Of all the challenges of getting the Thanksgiving meal on the table, cooking the turkey might be the most difficult task. If you've ever been responsible for the bird, you know that ending up with juicy meat, crispy skin, and luscious flavor — all in one package — is quite the tall order. So many questions come up when cooking the turkey, like how and when to defrost it, and to stuff or not to stuff. There's also questions about which and how much seasonings to use and what temperature the oven should be set to and how long the bird should be cooked.

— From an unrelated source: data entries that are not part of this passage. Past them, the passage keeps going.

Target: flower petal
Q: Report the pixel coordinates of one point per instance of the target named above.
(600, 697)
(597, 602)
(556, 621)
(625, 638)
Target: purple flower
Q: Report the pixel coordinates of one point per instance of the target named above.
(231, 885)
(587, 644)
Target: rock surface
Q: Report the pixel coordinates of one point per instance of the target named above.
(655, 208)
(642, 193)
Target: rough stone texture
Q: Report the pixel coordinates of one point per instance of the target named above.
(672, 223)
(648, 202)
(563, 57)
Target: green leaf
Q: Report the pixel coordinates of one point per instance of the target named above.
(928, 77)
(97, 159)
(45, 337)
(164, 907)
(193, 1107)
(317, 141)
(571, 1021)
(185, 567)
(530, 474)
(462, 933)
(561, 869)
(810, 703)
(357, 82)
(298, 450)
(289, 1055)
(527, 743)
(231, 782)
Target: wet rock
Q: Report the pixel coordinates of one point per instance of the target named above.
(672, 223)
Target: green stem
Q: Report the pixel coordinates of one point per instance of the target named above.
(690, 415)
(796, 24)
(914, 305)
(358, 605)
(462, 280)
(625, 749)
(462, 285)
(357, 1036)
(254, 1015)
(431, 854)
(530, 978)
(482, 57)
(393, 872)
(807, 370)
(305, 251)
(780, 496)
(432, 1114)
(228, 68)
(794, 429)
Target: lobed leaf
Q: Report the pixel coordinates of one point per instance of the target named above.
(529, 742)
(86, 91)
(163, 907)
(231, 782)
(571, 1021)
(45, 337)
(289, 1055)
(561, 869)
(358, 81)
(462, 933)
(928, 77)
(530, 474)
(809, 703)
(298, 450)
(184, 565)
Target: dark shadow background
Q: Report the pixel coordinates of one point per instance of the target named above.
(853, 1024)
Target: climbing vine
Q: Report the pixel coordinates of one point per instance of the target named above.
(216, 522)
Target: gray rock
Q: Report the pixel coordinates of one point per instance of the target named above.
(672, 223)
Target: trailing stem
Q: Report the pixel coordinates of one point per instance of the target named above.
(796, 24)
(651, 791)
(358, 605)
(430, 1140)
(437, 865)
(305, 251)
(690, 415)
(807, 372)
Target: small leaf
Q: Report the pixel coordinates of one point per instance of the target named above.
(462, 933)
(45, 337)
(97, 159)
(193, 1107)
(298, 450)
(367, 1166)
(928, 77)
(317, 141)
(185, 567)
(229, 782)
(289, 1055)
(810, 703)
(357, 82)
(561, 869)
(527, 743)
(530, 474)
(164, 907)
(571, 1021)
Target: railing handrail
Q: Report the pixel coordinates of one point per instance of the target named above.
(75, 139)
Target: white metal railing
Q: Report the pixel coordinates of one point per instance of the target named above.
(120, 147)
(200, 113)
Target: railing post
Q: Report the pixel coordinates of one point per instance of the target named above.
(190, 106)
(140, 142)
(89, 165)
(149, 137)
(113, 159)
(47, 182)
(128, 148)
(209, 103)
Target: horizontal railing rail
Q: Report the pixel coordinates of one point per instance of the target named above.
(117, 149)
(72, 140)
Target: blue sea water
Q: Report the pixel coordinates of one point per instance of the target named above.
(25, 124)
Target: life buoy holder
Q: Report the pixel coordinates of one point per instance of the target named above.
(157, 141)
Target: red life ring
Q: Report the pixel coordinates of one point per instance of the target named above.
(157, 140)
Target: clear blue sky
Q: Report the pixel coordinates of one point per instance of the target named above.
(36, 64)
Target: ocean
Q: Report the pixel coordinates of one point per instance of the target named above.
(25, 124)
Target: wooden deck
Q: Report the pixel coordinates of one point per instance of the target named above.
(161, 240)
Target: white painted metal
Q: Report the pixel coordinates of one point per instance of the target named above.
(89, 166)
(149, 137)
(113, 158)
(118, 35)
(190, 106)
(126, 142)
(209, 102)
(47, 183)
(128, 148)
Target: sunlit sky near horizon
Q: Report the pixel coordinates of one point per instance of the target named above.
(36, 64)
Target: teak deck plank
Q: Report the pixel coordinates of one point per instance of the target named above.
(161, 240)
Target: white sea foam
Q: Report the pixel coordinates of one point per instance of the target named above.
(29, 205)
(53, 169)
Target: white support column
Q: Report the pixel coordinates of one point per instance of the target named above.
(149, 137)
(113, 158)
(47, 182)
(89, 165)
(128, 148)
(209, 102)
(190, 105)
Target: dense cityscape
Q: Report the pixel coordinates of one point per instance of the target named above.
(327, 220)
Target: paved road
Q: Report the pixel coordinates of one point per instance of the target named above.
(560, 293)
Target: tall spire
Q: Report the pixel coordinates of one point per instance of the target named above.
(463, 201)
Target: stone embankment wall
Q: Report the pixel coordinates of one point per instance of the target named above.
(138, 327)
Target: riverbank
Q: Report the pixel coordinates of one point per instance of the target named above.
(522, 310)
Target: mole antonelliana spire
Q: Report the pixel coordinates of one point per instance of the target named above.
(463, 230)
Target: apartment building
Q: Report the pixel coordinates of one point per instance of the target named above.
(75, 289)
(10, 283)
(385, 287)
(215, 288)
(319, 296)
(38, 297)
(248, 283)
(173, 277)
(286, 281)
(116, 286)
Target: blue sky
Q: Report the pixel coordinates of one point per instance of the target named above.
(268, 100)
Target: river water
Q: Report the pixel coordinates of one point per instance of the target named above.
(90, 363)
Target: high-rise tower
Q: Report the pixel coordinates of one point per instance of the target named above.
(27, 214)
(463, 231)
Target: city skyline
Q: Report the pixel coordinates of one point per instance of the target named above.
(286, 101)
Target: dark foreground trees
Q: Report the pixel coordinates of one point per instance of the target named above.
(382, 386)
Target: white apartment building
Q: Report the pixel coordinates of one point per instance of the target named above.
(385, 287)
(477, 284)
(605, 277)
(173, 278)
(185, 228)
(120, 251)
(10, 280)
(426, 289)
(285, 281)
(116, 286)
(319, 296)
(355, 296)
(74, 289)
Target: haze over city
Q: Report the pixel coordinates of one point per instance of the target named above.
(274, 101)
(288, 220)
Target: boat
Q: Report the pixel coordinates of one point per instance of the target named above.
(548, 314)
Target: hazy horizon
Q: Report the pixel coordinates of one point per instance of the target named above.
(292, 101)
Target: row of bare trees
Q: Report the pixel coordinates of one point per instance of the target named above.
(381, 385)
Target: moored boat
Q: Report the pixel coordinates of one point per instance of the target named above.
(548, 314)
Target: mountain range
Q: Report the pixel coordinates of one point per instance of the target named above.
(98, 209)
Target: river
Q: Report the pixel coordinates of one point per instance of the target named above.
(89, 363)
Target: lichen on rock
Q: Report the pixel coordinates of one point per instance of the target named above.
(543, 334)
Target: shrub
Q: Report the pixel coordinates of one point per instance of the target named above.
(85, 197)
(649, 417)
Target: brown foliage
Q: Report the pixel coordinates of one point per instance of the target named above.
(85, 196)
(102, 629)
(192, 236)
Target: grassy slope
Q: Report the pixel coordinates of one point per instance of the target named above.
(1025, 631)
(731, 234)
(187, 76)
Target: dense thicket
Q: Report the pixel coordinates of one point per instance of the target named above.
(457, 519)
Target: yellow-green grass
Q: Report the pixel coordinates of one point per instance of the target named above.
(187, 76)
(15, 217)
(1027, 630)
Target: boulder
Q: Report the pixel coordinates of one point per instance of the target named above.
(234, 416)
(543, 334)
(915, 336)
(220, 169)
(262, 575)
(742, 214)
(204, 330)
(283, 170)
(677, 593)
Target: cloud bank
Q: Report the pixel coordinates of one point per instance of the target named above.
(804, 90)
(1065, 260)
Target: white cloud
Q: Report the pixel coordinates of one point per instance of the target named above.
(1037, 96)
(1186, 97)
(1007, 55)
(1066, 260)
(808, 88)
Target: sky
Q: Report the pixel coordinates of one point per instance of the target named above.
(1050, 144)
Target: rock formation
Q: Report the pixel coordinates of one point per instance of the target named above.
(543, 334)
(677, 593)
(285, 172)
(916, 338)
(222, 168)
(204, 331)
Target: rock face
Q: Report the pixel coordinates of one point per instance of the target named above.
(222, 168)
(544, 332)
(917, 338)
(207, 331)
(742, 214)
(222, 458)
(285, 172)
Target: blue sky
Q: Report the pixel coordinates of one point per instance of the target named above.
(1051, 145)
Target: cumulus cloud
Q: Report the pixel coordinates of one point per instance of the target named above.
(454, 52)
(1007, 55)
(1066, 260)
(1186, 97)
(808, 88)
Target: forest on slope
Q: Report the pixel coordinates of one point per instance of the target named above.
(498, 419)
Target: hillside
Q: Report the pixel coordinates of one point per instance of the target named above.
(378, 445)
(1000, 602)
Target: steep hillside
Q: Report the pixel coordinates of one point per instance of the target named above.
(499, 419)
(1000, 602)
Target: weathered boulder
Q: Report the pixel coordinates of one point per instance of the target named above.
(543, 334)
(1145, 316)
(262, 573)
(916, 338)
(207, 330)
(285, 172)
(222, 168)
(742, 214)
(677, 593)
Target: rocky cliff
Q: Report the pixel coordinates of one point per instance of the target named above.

Another factor that confounds home cooks? What size turkey they'll need to buy in order to provide plenty of poultry for their guests. During a recent "Ask Me Anything" on chef and Food Network host Alex Guarnaschelli's TikTok page, a fan asked how big of a turkey she would need to feed 21 people and Guarnaschelli's answer might surprise you.

Alex Guarnaschelli suggests two smaller birds

Of all the confusing elements of preparing a turkey, choosing the right sized bird might be the most challenging. If you're hosting a lot of guests, you'll need a big turkey, which runs the risk of unevenly cooked meat. An average Thanksgiving turkey will weigh in at 15 pounds (via University of Illinois), and, using the common rubric of 13 minutes in the oven per pound of turkey (via Epicurious), that means a cook time of more than three hours. By the time the dark meat comes to temperature, the white meat might very well be bone-dry (via howstuffworks). The bigger the bird, the longer the cook time, and the bigger the risk of messing up that tasty turkey.

Recently, on Alex Guarnaschelli's TikTok page, the chef and "Chopped" judge answered fans' questions about cooking for the big day and she suggested a novel solution for preparing turkey for a big crowd. When a fan asked the chef what size bird she would need for 21 guests, Guarnaschelli suggested one pound of turkey per guest, but divided between two smaller birds, instead one huge one.

"I vote for two 14-pounders," she said, suggesting that cooking smaller birds is a bit easier. "That way you have two chances to get it right." Another benefit to cooking two birds? Plenty of leftover meat. "A lot left over, and a lot more wings and drums," Guarnaschelli said.